Osaka, plate by plate: a city that eats itself awake

Osaka, plate by plate: a city that eats itself awake

Osaka has a word, kuidaore, repeated so often it sounds like a municipal slogan. It means, roughly, eat until you go broke. Eat until you fall over. What strikes you after a few days is how unironically the city lives it. Tokyo eats to refuel. Kyoto eats with one eye on history. Osaka just eats, from seven in the morning until the last stall closes and the last drunk salaryman finishes a skewer on the walk to the train.

A week of meals follows, mostly cheap, mostly standing up.

Morning, in a kissaten

I had been told about Osaka's morning service but not prepared for how stubbornly it persists. Walk into almost any retro coffee shop, a kissaten, before 11am and for about 600 yen you get a thick slab of white toast, a boiled egg, a tiny salad, and a coffee strong enough to stand a spoon in. Nobody rushes. The regulars read the sports paper. The owner, almost always a woman in her seventies, refills your water without asking.

I kept going back to a place in Tenjinbashisuji, the shopping arcade that stretches three kilometers and swallows you whole. The egg came on a little saucer. The butter came in foil. The absence of ambition was itself a kind of hospitality.

Lunch stands up

By noon, Osaka is already vertical. The city invented tachigui, standing eating, and the udon shops at train stations are the purest version of it. You buy a ticket at a machine, hand it to a man who does not look up, and thirty seconds later a bowl slides across the counter: hot broth, a nest of thick white noodles, a sheet of wilted spinach. Kake Udon at its plainest. You eat it in six minutes. You leave.

The broth is the point. Good dashi is an Osaka obsession, and you can taste the difference between a shop that makes its own and one that does not. At home I have made peace with bottled Dashi Stock, but in Osaka you are reminded how much further the real stuff goes.

The griddle streets

Osakans will tell you, unprompted, that their city invented Okonomiyaki and Takoyaki. The history is debatable on the first and firm on the second. It does not really matter.

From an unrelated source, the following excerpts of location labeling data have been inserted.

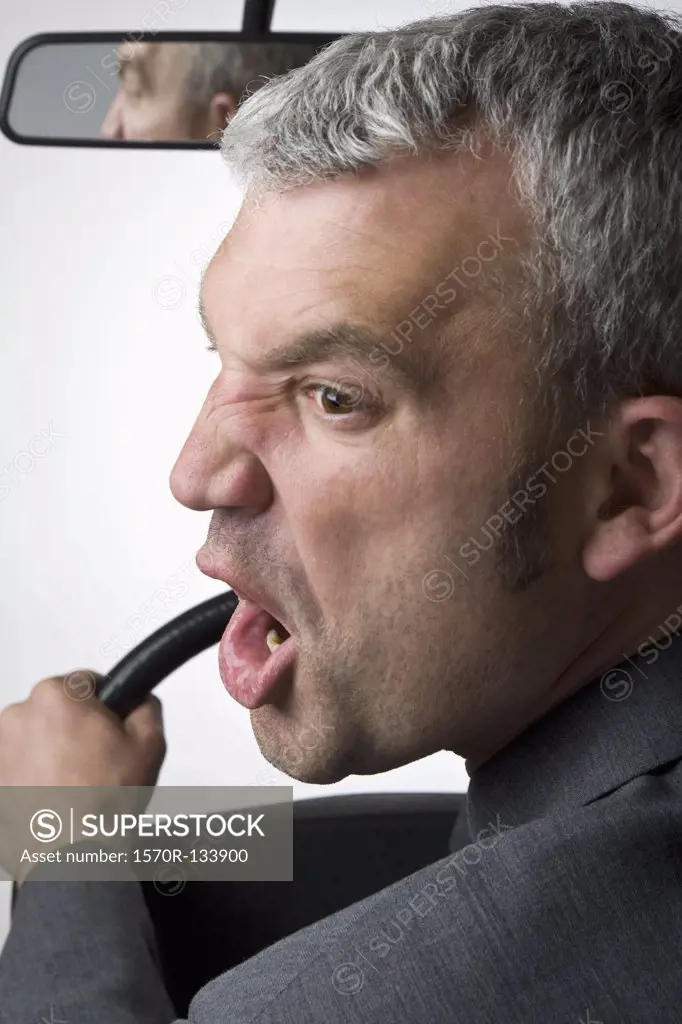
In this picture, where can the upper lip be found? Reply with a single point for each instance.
(249, 593)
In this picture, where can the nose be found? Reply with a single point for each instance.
(215, 470)
(112, 126)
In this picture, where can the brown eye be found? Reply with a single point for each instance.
(337, 399)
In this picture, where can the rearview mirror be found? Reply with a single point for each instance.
(164, 90)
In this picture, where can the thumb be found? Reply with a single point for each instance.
(145, 724)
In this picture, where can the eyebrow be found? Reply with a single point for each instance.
(135, 62)
(341, 339)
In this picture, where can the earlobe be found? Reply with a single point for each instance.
(223, 107)
(641, 513)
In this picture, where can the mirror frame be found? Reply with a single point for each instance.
(32, 42)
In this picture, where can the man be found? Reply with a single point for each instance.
(187, 91)
(445, 454)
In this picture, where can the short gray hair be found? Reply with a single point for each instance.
(237, 67)
(587, 100)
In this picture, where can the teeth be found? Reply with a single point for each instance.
(273, 640)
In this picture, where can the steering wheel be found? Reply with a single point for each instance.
(132, 679)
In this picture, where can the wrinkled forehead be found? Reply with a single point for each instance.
(152, 60)
(403, 247)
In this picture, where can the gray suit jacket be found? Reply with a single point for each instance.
(565, 907)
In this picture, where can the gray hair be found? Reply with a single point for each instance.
(587, 100)
(237, 67)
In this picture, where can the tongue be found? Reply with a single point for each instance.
(244, 651)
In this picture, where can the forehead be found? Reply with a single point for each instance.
(375, 244)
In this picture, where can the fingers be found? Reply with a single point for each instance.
(146, 722)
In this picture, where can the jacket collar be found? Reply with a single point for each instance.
(621, 725)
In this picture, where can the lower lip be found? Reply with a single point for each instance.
(254, 686)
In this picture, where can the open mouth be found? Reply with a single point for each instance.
(275, 635)
(255, 653)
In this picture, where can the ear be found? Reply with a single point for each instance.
(636, 482)
(223, 107)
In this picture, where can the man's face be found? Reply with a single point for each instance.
(151, 102)
(351, 514)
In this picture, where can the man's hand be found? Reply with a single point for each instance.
(55, 738)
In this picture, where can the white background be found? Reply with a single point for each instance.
(96, 246)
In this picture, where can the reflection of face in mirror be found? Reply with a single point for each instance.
(166, 92)
(189, 90)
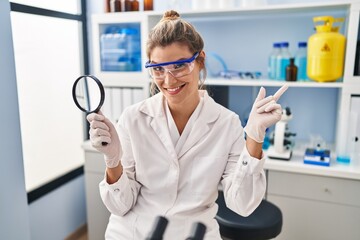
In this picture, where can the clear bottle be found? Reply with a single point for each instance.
(282, 61)
(301, 61)
(272, 61)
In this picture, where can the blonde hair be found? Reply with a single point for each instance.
(170, 29)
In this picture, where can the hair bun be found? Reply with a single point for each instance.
(171, 15)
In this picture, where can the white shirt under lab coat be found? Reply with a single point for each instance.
(180, 181)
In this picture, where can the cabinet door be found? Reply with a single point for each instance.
(97, 214)
(316, 207)
(307, 219)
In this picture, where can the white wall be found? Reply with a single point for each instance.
(14, 218)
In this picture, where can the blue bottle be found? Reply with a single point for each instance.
(282, 61)
(301, 61)
(272, 61)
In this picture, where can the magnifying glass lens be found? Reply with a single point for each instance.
(88, 94)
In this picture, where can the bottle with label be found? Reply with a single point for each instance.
(282, 61)
(120, 49)
(272, 60)
(148, 5)
(291, 71)
(301, 61)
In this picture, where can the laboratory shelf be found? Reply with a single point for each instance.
(296, 165)
(269, 83)
(259, 11)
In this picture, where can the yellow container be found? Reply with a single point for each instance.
(326, 51)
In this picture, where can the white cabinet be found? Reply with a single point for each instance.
(316, 207)
(97, 214)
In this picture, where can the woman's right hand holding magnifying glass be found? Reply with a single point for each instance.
(102, 130)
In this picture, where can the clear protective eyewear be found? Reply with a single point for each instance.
(177, 69)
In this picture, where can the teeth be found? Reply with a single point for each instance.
(173, 89)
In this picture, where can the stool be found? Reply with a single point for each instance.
(264, 223)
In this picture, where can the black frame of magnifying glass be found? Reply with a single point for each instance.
(102, 93)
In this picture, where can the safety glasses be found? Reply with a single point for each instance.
(177, 69)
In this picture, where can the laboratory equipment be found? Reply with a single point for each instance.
(198, 231)
(148, 5)
(281, 140)
(326, 51)
(158, 229)
(301, 61)
(291, 71)
(317, 156)
(272, 60)
(88, 94)
(120, 49)
(282, 61)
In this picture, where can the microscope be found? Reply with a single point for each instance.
(281, 141)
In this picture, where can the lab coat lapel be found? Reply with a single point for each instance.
(154, 109)
(209, 113)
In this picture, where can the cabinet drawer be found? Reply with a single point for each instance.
(328, 189)
(94, 162)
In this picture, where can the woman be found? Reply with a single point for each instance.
(170, 152)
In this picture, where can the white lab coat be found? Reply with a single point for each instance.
(181, 184)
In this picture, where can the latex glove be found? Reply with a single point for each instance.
(264, 113)
(102, 130)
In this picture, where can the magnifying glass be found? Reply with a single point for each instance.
(88, 94)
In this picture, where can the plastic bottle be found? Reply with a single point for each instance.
(282, 61)
(301, 61)
(120, 49)
(148, 5)
(291, 71)
(272, 60)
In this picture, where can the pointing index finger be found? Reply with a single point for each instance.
(280, 92)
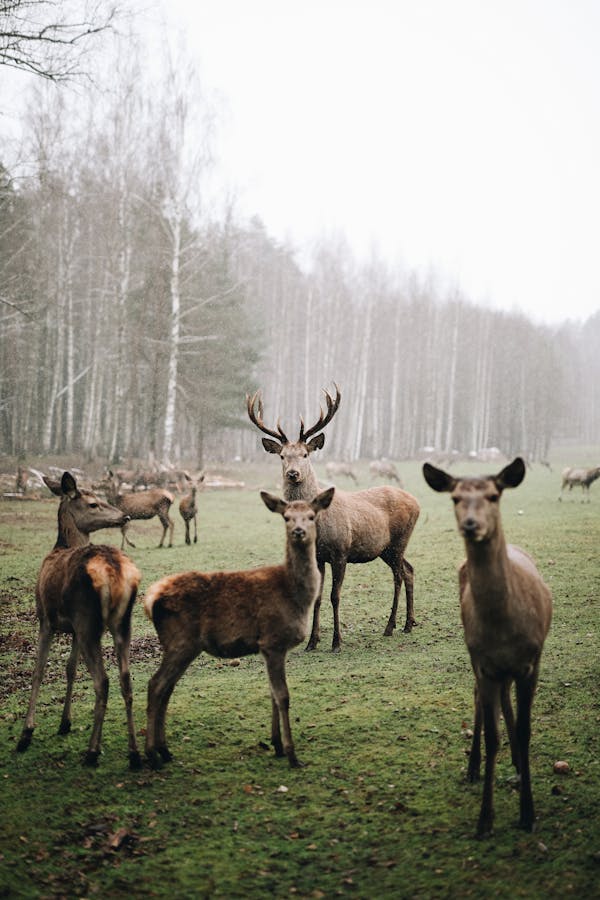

These are the city's griddle foods and they are everywhere.

In a tiny okonomiyaki place in Fukushima, an older couple cooked in front of us on a teppan built into the counter. She did the batter, a mountain of shredded Cabbage bound with egg and flour, draped with strips of Belly. He did the flipping, once, decisively, with two spatulas. Then came the brown sauce, the mayonnaise, and a flurry of bonito flakes that moved on the heat like something alive. We ate it off the griddle, not the plate.

Takoyaki is the louder cousin. You eat it on the street, eight molten spheres in a paper boat, and you burn the roof of your mouth because you always do. The good stalls, the ones with a line of locals, use a dashi-heavy batter and a piece of octopus you can actually identify.

Night crawls through Tenma

Tenma, north of the river, is where Osakans go after work. Over a thousand bars and restaurants are packed into a grid of lanes that smell, in the best possible way, of charcoal and cheap beer. The yakitori alleys are the heart of it. Yakitori here is not precious. It is two grandfathers in a doorway grilling chicken thigh and leek over binchotan, charging you 150 yen a stick, refilling your glass before you ask.

You order by pointing. Tare or salt. Thigh, skin, liver, the triangle of chicken oyster. Someone at the next table buys you a beer because you looked confused. You buy the next round. The grill master, who has not stopped moving, nods at you for the first time.

Late, under the tarp

Around midnight the ramen queues form. Not strictly an Osaka specialty, but the city has absorbed Tonkotsu Ramen and made it a closing ritual. A good Osaka tonkotsu is thinner than a Hakata one, still that cloudy pork broth that has been simmering since the morning shift came in.

You sit at the counter. Someone behind you is crying at their phone. Someone to your left is working through a beer with the unhurried purpose of a person who does not have to be anywhere. The bowl arrives. You eat it, and walk out into a city that is still, somehow, serving dinner.

That is the Osaka lesson. Not that the food is better, an argument I am not interested in having. That the city has decided, somewhere along the line, that eating is not a means to an end. It is the end. Kuidaore. Tomorrow, thick toast and a boiled egg, and we start again.